6. Limitations, Recommendations, and Best Practices
Based on comparative studies, the following guidelines are advised for the selection of adjoint approaches (Hu et al., 2018):
- Employ the continuous adjoint when:
- The forward model and all relevant source and closure terms are smooth.
- Closed-form analytical operators are available and code infrastructure supports their construction.
- Computational efficiency is critical and the system size is large.
- Analytic insight into sensitivity structure or boundary-condition dependencies is desired.
- Employ the discrete adjoint when:
- The forward problem contains piecewise-defined source terms, discontinuities, or employs nonlinear flux limiters.
- The primal solver uses proprietary stencils or ad-hoc numerical schemes difficult to differentiate analytically.
- Robustness and absolute accuracy are critical across a wide range of parametric regimes, particularly with discontinuous physics (e.g., nucleate boiling, flashing).

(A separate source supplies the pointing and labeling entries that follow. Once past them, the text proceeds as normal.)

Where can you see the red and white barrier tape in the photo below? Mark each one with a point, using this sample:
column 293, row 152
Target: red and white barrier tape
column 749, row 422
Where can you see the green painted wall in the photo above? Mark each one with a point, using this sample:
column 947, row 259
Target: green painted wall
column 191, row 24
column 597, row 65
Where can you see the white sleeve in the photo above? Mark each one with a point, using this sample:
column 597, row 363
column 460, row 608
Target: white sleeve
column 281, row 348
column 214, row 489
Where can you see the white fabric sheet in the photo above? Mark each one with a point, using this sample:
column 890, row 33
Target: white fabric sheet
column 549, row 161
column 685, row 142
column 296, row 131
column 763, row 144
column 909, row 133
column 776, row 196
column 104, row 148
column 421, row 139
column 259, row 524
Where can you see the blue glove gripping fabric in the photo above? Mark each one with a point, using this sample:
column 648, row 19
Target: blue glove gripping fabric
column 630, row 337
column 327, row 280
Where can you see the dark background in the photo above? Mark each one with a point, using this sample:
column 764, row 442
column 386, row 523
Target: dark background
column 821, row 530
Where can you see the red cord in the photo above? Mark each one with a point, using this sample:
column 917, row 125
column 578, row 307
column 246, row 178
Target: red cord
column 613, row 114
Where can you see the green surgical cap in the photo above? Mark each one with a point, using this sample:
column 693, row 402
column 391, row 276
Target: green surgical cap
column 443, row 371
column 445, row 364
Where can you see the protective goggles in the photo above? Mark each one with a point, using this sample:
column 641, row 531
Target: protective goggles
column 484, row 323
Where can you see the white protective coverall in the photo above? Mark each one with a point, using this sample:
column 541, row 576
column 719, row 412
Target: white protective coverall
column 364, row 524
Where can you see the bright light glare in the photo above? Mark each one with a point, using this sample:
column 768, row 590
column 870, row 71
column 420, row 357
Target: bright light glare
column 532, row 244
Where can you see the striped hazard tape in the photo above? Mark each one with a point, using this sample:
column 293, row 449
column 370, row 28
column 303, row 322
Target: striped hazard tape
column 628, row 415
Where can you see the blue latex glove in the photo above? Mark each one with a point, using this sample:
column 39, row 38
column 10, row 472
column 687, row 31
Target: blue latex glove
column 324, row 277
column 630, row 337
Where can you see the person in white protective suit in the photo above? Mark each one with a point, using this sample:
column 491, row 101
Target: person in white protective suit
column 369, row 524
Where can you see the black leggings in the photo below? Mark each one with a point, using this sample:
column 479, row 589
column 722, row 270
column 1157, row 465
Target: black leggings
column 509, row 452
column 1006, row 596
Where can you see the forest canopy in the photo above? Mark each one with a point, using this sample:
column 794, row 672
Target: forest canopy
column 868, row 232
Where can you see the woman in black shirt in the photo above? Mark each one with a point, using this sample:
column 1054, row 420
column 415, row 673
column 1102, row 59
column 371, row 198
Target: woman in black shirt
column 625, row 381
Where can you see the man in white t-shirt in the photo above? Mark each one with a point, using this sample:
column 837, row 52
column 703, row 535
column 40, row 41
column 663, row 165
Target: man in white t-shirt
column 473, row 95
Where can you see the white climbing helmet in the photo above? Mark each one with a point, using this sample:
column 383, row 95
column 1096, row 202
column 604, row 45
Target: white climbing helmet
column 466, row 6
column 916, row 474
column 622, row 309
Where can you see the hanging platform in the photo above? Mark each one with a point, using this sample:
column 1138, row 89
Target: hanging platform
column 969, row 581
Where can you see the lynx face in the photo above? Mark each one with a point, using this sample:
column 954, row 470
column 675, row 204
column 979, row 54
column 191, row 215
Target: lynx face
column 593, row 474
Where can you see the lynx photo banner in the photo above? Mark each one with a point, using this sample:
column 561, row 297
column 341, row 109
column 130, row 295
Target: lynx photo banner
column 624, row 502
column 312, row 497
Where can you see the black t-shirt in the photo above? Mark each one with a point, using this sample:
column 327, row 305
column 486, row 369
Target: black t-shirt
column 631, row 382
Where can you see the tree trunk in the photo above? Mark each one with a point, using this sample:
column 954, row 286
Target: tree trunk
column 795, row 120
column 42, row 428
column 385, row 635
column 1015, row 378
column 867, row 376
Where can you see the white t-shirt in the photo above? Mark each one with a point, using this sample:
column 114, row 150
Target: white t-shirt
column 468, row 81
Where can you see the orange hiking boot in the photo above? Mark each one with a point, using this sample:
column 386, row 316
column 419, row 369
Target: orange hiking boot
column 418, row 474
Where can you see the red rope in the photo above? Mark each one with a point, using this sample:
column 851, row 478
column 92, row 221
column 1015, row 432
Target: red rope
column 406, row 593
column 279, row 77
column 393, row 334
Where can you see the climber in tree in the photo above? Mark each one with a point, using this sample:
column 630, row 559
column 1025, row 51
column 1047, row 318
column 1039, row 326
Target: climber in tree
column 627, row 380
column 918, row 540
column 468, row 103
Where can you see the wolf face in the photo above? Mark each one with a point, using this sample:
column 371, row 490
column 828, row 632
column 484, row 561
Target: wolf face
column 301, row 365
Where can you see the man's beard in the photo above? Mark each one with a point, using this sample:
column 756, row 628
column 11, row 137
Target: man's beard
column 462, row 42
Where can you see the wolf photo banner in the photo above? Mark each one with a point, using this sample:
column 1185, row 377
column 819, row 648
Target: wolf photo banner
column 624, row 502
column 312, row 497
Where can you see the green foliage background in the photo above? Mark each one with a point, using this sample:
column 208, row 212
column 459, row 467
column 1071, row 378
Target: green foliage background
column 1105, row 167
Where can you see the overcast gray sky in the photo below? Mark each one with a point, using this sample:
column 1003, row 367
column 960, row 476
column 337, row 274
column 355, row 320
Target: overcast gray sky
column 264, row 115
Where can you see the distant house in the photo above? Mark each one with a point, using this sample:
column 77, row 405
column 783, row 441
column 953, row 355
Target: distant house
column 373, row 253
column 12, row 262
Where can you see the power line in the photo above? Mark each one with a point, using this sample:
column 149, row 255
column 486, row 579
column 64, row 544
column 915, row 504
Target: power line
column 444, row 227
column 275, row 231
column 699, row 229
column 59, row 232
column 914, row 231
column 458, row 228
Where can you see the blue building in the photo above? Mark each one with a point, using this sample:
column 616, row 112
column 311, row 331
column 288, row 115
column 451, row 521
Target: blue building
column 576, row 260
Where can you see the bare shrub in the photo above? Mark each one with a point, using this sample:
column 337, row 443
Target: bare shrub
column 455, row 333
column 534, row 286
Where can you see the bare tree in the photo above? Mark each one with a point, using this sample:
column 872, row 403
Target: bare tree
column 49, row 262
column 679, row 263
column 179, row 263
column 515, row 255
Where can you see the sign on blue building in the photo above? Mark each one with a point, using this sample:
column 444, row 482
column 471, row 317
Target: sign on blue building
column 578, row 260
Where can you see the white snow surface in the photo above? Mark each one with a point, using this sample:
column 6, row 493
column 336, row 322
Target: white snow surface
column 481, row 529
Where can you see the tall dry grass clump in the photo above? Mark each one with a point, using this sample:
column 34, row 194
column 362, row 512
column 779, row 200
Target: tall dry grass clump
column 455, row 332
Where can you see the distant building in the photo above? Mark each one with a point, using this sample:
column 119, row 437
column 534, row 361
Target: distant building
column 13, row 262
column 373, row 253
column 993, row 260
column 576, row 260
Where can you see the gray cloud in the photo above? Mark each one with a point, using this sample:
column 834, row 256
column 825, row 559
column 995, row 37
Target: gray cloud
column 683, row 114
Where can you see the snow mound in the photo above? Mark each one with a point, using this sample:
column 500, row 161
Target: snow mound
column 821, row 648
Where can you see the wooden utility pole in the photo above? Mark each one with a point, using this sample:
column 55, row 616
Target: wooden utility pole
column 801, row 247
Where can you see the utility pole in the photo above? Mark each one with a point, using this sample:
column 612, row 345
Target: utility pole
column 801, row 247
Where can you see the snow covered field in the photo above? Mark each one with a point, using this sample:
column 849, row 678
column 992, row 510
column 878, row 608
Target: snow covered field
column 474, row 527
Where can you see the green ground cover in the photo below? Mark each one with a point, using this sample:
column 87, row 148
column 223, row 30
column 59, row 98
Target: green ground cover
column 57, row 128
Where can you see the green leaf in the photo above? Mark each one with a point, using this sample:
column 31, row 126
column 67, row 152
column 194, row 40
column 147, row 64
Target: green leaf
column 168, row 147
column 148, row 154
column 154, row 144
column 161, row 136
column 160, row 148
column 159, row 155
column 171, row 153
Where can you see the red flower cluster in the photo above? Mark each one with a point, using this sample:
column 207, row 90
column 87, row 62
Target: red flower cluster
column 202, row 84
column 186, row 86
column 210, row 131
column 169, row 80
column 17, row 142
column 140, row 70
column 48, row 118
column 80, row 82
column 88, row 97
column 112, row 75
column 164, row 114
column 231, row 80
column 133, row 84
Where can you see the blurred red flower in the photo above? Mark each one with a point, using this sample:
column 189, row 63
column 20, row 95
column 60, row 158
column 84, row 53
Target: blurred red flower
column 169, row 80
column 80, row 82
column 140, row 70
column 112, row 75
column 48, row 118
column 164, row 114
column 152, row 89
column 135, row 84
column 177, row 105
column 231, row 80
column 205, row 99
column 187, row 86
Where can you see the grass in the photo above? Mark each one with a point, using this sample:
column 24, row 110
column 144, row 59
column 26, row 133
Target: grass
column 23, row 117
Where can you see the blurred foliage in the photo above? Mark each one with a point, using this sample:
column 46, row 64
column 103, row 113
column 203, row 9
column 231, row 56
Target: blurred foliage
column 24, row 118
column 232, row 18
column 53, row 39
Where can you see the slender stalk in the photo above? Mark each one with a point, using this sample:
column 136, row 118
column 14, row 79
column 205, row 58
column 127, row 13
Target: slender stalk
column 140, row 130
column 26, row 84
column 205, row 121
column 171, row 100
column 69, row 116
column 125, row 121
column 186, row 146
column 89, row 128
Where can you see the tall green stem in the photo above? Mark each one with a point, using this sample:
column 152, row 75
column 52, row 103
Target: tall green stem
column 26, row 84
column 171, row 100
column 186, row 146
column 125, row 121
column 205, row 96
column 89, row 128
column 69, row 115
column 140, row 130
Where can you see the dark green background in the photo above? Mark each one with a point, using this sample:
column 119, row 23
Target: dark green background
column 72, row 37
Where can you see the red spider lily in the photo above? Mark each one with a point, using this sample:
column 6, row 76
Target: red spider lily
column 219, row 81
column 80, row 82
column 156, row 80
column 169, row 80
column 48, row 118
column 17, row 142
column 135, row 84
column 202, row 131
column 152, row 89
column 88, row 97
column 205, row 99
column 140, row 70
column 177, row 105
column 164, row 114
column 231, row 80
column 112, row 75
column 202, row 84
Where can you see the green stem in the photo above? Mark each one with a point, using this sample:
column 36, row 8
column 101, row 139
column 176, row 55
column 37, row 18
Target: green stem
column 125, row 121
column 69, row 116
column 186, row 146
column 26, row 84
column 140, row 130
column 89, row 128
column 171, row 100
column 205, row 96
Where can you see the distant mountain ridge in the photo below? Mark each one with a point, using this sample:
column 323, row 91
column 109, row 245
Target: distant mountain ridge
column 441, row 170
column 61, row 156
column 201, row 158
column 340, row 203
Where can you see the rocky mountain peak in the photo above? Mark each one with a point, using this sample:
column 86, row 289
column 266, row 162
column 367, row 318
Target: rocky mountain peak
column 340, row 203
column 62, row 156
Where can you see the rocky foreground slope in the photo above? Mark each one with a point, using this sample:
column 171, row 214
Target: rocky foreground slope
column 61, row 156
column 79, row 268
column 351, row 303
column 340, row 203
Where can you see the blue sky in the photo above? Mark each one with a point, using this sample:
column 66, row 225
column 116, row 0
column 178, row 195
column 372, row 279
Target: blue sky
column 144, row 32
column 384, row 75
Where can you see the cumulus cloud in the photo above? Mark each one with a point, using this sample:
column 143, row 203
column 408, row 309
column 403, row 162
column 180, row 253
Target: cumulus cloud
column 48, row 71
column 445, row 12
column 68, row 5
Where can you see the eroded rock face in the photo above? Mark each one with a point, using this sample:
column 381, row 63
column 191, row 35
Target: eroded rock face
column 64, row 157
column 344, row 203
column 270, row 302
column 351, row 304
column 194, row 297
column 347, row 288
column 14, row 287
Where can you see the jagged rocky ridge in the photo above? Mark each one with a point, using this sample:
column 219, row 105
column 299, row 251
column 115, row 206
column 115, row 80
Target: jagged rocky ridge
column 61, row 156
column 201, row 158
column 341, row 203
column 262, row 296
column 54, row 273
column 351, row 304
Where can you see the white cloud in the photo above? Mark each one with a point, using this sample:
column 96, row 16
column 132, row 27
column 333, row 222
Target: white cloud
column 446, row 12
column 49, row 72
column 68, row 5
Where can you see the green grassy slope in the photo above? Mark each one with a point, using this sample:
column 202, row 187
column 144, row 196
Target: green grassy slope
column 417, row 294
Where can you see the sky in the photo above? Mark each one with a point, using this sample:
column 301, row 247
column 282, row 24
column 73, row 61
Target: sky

For real-world two-phase reactor safety analysis and multiphase transient computations, the discrete adjoint is strongly preferred (Hu et al., 2018).
7. Extensions and Broader Impact
The adjoint-state method underpins best-in-class algorithms for high-dimensional sensitivity analysis, optimization, control, and inverse problems not only in thermal-hydraulics but also in atmospheric modeling, geophysics, reduced-order modeling, and beyond. Its essential principle—that gradients of constrained objectives can be computed by a backward-in-time or reverse-mode computation sharing the computational complexity of the forward simulator—is a cornerstone of modern scientific computing (Hu et al., 2018, Liu et al., 12 Jan 2026, Melicher et al., 2016). The method continues to evolve, extending towards non-smooth, non-unique, and data-driven settings, and integrating into automatic differentiation and machine learning pipelines.